Dans la forme, ce gouvernement devait être élargi au courant modéré de l’Opposition, sans doute celle qui se réclame proche du président du Sénat, Léon Kengo wa Dondo. D’autres sources rapportent que Kabila lorgnerait également vers d’autres partis de l’Opposition, notamment ceux qui ont boycotté les assises des concertations nationales. Evidemment, ce ne sont que des hypothèses – la question de la formation de ce gouvernement relevant strictement du pouvoir discrétionnaire du président de la République.
Néanmoins, une chose est sûre : Kabila ne va pas se séparer de Matata. Dans la voie du maintien de Matata Ponyo, l’intégration probable des chefs des partis politiques de la Majorité dans ce futur gouvernement ne devait pas, de ce point de vue, constituer un handicap.
Avec Matata, bien parti pour garder son fauteuil, la continuité est garantie dans l’action gouvernementale. Ce qui rassure aussi quant à la poursuite de nombreux chantiers qui ont été initiés depuis sa nomination en avril 2012.
Ainsi, les chantiers de construction de l’aérogare de N’Djili, du bâtiment du gouvernement sur la place Royal, tout comme la réhabilitation à grand pas des bâtiments de la même place Royal, censés abriter les différentes administrations publiques, ne devaient pas connaître un coup d’arrêt. Sans oublier le projet PRRIS (Projet de réhabilitation et de reconstruction des infrastructures scolaires) initié dans l’éducation et celui le projet de réhabilitation et d’équipement des institutions sanitaires dont les effets sont déjà visibles sur le terrain.
Dans le secteur agricole, le projet pilote du parc agro-industriel de Bukanga Lonzo dans le Bandundu prend de plus en plus de l’envol. La liste de projets en cours de réalisation et d’autres en voie d’être lancés est bien longue.
Avec le maintien de Matata, c’est cet élan que le chef de l’Etat voudrait conserver.
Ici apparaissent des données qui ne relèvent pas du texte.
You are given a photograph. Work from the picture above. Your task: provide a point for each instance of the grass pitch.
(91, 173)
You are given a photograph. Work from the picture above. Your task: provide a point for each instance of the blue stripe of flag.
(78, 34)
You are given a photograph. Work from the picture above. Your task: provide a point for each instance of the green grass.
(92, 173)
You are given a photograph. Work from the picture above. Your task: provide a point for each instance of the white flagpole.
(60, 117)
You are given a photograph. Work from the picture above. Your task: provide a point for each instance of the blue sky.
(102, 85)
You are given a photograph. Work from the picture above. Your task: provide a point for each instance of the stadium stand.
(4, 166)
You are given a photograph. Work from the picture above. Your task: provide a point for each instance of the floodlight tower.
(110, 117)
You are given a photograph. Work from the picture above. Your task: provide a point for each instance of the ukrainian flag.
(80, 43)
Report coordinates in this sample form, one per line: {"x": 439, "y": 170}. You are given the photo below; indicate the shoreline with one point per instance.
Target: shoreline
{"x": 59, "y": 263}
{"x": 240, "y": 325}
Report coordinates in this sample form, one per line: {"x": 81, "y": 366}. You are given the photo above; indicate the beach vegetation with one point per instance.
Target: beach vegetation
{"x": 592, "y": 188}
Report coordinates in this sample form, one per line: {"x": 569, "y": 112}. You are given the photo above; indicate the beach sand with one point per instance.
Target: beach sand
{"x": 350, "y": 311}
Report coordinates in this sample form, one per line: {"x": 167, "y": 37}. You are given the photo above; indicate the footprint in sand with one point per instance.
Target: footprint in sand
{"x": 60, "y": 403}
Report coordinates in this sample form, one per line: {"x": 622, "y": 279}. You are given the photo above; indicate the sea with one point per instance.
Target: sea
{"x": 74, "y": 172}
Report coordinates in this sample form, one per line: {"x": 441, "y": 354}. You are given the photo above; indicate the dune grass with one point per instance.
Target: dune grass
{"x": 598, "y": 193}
Comme il l’a redit à Kingakati, il s’agit de donner plus de marges de manœuvre au chef du gouvernement dans la concrétisation du projet de société de la Majorité – le seul encore viable, de l’avis du chef de l’Etat, dans le contexte actuel de la RDC, pays post-conflit. Mais, la Majorité s’étant fait quelques choix politiques, dont la révision de la Constitution, le chef de l’Etat devra s’appuyer sur un gouvernement qui intègre en son action une bonne dimension politique. Ce qui ne l’empêcherait pas de se concentrer davantage sur les efforts de consolidation du cadre macroéconomique. Avec les grands enjeux politiques qui se profilent, la politique s’invitera inévitablement dans l’action gouvernementale. C’est de cette manière que s’explique l’arrivée de « vrais combattants » que le chef de l’Etat a promis de trier dans les rangs de la Majorité pour les aligner dans le prochain gouvernement.
Aucune crainte
Faut-il craindre un étouffement du Premier ministre ? L’hypothèse est évoquée dans certains milieux. L’on voit cependant très mal comment l’arrivée de ces « vrais combattants » altérerait l’action menée par Matata.
Dans Matata I, le Premier ministre a aligné certains d’entre eux sans que le gouvernement en souffre. Comment pourrait-il en être autrement pour Matata II. Il n’y a donc aucune raison de s’alarmer. C’est sur fond de cohérence et de cohésion, comme l’a souhaité Joseph Kabila, que le gouvernement Matata II travaillera, dans sa forme revue et corrigée. Qui en seront les heureux élus ? Il faut avoir jusqu’au 15 septembre 2014 les regards tournés vers la présidence de la République. Il y a une certitude : Matata reste – son action ayant convaincu l’initiateur de la « Révolution de la modernité », en l’occurrence Joseph Kabila Kabange.